Calculadora sexual

En plena era del capitalismo se antepone muchas veces la cantidad a la calidad. Las relaciones íntimas se convierten en reflejo de nuestro estilo de vida y son muchas las parejas que miden la pasión en términos de frecuencia. ¿Es posible calcular cuanto sexo necesitamos para ser felices?

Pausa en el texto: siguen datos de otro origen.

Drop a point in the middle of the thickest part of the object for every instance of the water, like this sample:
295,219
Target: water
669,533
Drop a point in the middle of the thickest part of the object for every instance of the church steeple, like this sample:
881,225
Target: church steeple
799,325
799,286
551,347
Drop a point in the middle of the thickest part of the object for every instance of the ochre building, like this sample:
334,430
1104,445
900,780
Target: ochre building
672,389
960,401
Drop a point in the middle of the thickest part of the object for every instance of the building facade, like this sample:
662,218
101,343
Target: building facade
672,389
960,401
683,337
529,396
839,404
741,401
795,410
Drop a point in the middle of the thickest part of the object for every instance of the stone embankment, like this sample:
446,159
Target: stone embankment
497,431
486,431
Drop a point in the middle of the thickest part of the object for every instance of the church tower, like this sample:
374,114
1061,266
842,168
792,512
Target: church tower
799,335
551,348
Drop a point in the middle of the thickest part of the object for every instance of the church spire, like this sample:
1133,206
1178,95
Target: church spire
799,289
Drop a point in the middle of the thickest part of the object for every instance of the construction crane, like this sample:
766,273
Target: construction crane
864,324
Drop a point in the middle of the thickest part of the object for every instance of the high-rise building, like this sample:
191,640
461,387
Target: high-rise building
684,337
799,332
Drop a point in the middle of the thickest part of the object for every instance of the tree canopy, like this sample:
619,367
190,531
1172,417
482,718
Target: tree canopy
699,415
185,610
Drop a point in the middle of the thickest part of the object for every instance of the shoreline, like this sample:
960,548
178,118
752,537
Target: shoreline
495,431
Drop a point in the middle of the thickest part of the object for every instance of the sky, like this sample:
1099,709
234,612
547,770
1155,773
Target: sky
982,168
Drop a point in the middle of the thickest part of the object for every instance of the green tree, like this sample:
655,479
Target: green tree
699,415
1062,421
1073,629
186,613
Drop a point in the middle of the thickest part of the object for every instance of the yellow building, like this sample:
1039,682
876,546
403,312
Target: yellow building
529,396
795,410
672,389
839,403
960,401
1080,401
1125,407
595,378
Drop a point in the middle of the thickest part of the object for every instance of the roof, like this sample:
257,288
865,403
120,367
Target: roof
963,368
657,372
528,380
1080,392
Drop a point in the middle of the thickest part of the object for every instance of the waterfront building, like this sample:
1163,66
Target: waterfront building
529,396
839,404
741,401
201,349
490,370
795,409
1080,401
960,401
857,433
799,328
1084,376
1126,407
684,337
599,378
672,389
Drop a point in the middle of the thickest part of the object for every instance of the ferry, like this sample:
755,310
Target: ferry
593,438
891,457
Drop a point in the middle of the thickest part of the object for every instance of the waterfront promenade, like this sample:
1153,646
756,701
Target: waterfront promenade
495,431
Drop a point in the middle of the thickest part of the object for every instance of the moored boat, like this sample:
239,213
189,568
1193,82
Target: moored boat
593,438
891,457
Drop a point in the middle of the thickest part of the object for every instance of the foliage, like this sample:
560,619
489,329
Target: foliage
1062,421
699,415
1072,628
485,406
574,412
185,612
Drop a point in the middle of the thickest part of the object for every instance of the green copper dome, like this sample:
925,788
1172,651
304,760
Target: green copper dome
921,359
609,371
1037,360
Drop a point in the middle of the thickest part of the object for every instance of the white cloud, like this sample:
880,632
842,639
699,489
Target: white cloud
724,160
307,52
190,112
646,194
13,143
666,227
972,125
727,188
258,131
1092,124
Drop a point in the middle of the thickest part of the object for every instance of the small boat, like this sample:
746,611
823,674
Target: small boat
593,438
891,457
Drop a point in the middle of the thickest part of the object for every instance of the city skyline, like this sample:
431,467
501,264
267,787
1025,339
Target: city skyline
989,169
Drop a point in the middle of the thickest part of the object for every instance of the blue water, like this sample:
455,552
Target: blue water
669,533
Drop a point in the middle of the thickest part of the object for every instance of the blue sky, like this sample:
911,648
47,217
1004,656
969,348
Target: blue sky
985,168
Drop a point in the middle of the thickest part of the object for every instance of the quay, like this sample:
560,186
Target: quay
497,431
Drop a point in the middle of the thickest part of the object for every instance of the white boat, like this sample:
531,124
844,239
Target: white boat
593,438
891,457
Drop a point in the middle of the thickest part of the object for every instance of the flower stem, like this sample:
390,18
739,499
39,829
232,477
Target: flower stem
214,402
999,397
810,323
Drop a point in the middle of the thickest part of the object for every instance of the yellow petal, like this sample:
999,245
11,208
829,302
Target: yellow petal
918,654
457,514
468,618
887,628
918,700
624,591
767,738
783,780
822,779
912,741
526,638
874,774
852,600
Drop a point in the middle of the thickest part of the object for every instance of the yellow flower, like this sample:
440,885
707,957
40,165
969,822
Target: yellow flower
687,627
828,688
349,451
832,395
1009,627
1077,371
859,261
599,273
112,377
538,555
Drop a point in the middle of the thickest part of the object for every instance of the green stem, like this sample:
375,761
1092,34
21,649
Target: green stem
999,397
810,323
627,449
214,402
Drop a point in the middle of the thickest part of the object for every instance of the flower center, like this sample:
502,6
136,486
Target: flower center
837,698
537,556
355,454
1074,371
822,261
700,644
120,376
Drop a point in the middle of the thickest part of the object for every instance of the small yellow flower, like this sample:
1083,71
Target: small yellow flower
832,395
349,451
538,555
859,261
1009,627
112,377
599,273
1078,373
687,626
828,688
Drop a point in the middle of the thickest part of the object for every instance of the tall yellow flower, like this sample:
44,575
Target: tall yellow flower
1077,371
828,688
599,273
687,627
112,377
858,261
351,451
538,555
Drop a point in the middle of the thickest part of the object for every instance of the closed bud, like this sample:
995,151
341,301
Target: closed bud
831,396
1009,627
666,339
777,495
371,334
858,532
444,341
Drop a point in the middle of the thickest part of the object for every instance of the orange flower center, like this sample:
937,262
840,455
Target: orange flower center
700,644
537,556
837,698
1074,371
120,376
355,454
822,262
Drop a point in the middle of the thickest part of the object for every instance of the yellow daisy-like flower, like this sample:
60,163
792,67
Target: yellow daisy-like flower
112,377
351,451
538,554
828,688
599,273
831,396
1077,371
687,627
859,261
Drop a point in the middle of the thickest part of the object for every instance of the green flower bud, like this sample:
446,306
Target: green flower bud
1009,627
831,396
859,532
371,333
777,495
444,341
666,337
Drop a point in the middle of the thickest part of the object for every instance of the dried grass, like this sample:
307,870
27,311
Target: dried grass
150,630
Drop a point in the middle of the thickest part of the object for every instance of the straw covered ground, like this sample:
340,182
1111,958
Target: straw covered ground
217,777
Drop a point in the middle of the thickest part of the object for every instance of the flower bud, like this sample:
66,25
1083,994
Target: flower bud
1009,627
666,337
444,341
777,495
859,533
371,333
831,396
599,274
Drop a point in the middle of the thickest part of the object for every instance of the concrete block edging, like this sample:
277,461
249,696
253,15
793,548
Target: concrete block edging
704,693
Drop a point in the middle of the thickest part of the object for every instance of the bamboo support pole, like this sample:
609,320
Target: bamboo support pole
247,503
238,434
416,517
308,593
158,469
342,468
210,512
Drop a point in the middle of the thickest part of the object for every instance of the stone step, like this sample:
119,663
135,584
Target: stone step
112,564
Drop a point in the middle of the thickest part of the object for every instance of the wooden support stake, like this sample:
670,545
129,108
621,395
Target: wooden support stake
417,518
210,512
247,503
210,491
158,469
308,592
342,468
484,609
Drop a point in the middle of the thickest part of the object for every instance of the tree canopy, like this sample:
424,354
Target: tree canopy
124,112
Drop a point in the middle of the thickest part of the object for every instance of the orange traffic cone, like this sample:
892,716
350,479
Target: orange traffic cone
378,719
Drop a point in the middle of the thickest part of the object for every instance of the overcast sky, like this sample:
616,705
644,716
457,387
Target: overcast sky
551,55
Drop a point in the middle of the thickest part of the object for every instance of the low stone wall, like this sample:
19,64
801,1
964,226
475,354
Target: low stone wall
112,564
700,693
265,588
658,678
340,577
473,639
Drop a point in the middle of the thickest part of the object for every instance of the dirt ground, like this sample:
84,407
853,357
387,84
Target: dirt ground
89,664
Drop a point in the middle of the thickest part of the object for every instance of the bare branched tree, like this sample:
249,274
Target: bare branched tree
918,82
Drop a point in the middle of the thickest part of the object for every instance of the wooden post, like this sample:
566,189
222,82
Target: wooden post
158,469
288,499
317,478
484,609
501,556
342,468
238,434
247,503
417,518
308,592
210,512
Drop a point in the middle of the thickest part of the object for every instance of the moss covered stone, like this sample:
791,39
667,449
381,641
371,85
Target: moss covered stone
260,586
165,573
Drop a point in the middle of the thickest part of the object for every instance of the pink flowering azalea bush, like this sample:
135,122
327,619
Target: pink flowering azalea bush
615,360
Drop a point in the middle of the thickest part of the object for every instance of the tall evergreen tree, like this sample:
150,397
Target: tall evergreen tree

En plena era del capitalismo se antepone muchas veces la cantidad a la calidad. Las relaciones íntimas se convierten en reflejo de nuestro estilo de vida y son muchas las parejas que miden la pasión en términos de frecuencia. ¿Es posible calcular cuanto sexo necesitamos para ser felices?
«La respuesta está en el amor, pero mientras esperas la respuesta, el sexo detona algunas buenas preguntas» –escribió el genial Woody Allen. Según diversos estudios la atracción sexual es fundamental para la pervivencia de una pareja. Esta pasión, que en los inicios de una relación nos puede llevar a mantener hasta varios encuentros sexuales diarios, va menguando progresivamente a causa de un fenómeno que la psicología ha bautizado como habituación y que podría definirse como la pérdida del factor sorpresa. Las primeras miradas, los primeros besos o caricias provocan en nosotros intensas sensaciones que, a fuerza de repetirse, terminan convertidas en rutina. Está demostrado que la atracción tiene fecha de caducidad, pero ¿cuánto tiempo dura? Los científicos tienen la respuesta. Hacen falta entre cuatro y siete años para enfriar una pasión que, dependiendo de la situación particular de la pareja, puede derivar en otro tipo de sentimiento.

DAR CON LA CIFRA EXACTA
Cada vez son más los sexólogos que defienden que mantener relaciones sexuales a diario aumenta nuestra autoestima, mejora el sistema inmunológico y ayuda a fortalecer los lazos entre la pareja. Como teoría está muy bien, pero ¿quién dispone del tiempo, las ganas y la energía para esto? La realidad es que con el ritmo de vida actual, la televisión y las redes sociales por un lado y la ya nombrada habituación por otro, lo más probable es que la tarea se vuelva imposible. Además cada pareja va encontrando su propio ritmo conforme avanza la relación, un ritmo que según un detallado estudio realizado por la red de Revistas Científicas de America Latina, España y Portugal, y en parejas casadas, sería de menos de una vez al mes en el 8% de los casos, al menos una vez al mes en el 11% de los casos, una vez a la semana en el 36 % de los casos y dos o tres veces a la semana en el 45 % de los casos. Unos datos optimistas que revelan una gran actividad entre las sábanas. Preguntados los interesados por el nivel de disfrute daríamos con una media del 78 % de satisfechos, una placentera sensación que comenzaría a disminuir a partir de los 45 años.

LA CLAVE ES LA REPETICIÓN
Más allá de los datos de las encuestas, la realidad es que pese a que el estado conocido como enamoramiento tiene caducidad, la actitud de los miembros de la pareja es clave a la hora de prolongar una atracción que, en algunos casos, se ha mantenido durante toda una vida. Aquí entraría en juego un estudio de psicología social realizado por la Universidad de Yale que demuestra el poder de la repetición a la hora de asimilar una información: cuanto más se repita un mensaje más agradable resultará al receptor. Aplicado al universo de los íntimo la traducción es clara: cuanto más sexo tengamos, más agradable nos resultará y por consiguiente, más veces lo practicaremos. Así que es fundamental mantener una actitud positiva y activa y no dejar que se instale en la pareja el abismo de la rutina y la pereza.
¿Cuál sería entonces la cifra ideal de relaciones sexuales que deberíamos mantener? Aquella que nos haga sentir satisfechos, que ayude a mantener los lazos con nuestra pareja y que fomente nuestra autoestima de manera constante.